La vie de Parthénope de sa naissance dans les années 1950 à nos jours. Une épopée féminine dépourvue d’héroïsme mais éprise de liberté, de Naples, et d’amour. Les amours vraies, indicibles ou sans lendemain qui vous condamnent à la douleur mais qui vous font recommencer. Le parfait été à Capri d’une jeunesse insouciante malgré un horizon sans issue. Autour de Parthénope, les napolitains. Scrutés, aimés, désillusionnés et pleins de vie, que l’on suit dans leurs dérives mélancoliques, leurs ironies tragiques et leurs moments de découragement. La vie peut être très longue, mémorable ou ordinaire. Le temps qui passe offre tout le répertoire des sentiments. Et là, au fond, proche et lointaine, cette ville indéfinissable, Naples, qui ensorcèle, enchante, hurle, rit et peut nous faire mal.

La grande bellezza, cette fois-ci est celle d’une femme, Parthenope. Paolo Sorrentino, en admiration devant son Aphrodite (il la filme d’ailleurs à la Botticelli, sortant des eaux), semble toujours aussi fasciné par la superficialité du monde. Dans ses meilleurs films, il apportait de la profondeur et même une certaine vision politique. La main de Dieu, chronique autobiographique napolitaine vivifiante dans sa filmographie, donnait également un peu de chair à son cinéma.

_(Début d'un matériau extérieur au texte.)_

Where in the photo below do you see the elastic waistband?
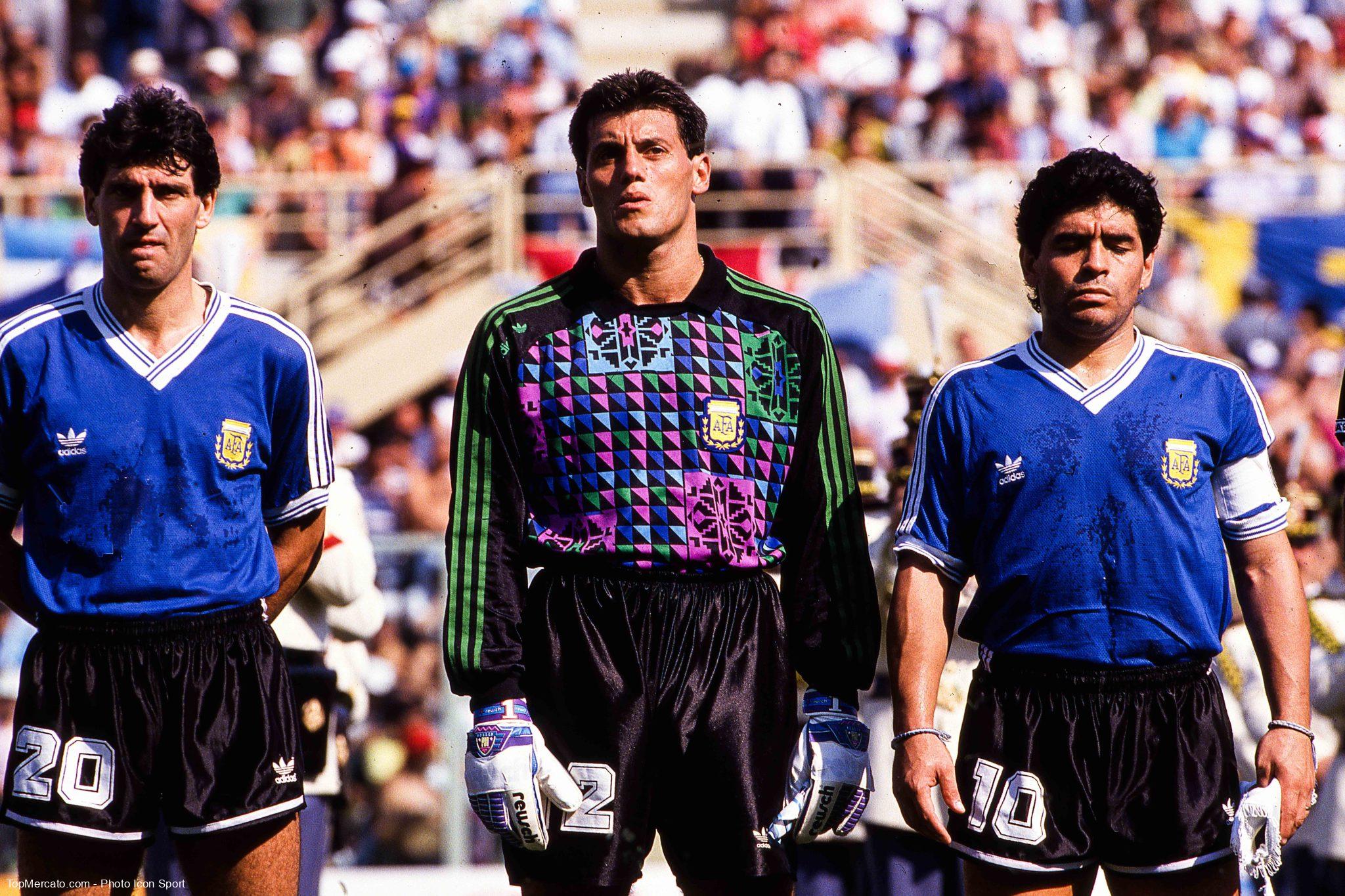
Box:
[37,601,267,643]
[977,645,1213,693]
[542,560,769,584]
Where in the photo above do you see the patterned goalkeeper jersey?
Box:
[444,247,878,698]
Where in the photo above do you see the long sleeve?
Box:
[778,322,879,700]
[444,313,527,705]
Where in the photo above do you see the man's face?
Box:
[1018,200,1154,340]
[579,109,710,244]
[85,165,215,290]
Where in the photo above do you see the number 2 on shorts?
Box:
[561,761,616,834]
[12,725,117,809]
[967,759,1046,846]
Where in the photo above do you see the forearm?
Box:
[267,509,327,619]
[888,553,958,733]
[1233,533,1312,725]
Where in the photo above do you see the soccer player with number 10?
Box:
[888,149,1314,896]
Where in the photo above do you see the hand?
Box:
[766,689,873,843]
[1256,728,1317,843]
[466,700,584,850]
[892,733,967,843]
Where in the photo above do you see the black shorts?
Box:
[948,650,1239,874]
[504,570,799,885]
[3,605,304,841]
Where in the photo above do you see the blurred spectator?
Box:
[127,47,191,99]
[37,50,121,140]
[249,37,309,152]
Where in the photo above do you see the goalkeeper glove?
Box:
[466,700,584,850]
[1225,778,1281,880]
[766,688,873,843]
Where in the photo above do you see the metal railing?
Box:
[510,153,845,268]
[281,168,518,360]
[894,156,1345,221]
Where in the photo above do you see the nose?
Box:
[1078,236,1107,280]
[621,145,647,184]
[131,188,159,230]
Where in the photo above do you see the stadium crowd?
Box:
[679,0,1345,167]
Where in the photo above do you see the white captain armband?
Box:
[1210,452,1289,542]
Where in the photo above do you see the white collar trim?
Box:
[1015,328,1154,414]
[83,281,230,391]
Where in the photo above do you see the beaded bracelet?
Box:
[892,728,952,750]
[1266,719,1317,773]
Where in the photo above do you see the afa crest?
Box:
[701,398,744,452]
[1164,439,1200,489]
[215,419,252,470]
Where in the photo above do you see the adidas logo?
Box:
[996,454,1026,485]
[271,756,299,784]
[56,426,89,457]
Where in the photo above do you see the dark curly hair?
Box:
[1014,149,1164,255]
[79,87,219,196]
[570,68,706,169]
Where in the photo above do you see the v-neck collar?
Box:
[1017,328,1154,414]
[83,281,229,391]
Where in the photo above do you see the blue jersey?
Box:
[897,333,1286,665]
[0,284,332,618]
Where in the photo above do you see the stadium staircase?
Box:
[278,171,518,427]
[842,161,1032,371]
[286,161,1162,427]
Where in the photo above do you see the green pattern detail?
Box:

Parthenope s’inscrit plutôt dans la lignée de This must Be the Place, Youth et Silvio et les autres. Une œuvre très stylisée, comportant quelques fulgurances esthétiques, mais qui tourne rapidement à vide.

Cette vacuité, jamais comblée par les surprises visuelles si inspirées du cinéaste, rend le film assez superficiel. Sorrentino continue de gratter le vernis jusqu’au bout ses obsessions : le décrépitude des élites, la déchéance des vieilles générations, le culte de la jeunesse, l’impunité des notables, les corps parfaits des jeunes Apollons et des jeunes Vénus… A milieu de la misère napolitaine, de la mafia et de ses rites d’un autre temps, de ces artistes aigris, brille la belle Parthenope, regardant avec mélancolie ce monde qui s’effondre.

Damnés

« On ne peut pas être heureux dans le plus bel endroit du monde ». Définitivement, pour notre héroïne, Capri c’est fini: son frère adoré s’y est suicidé. Et avec sa mort, celle de sa jeunesse et de son insouciance.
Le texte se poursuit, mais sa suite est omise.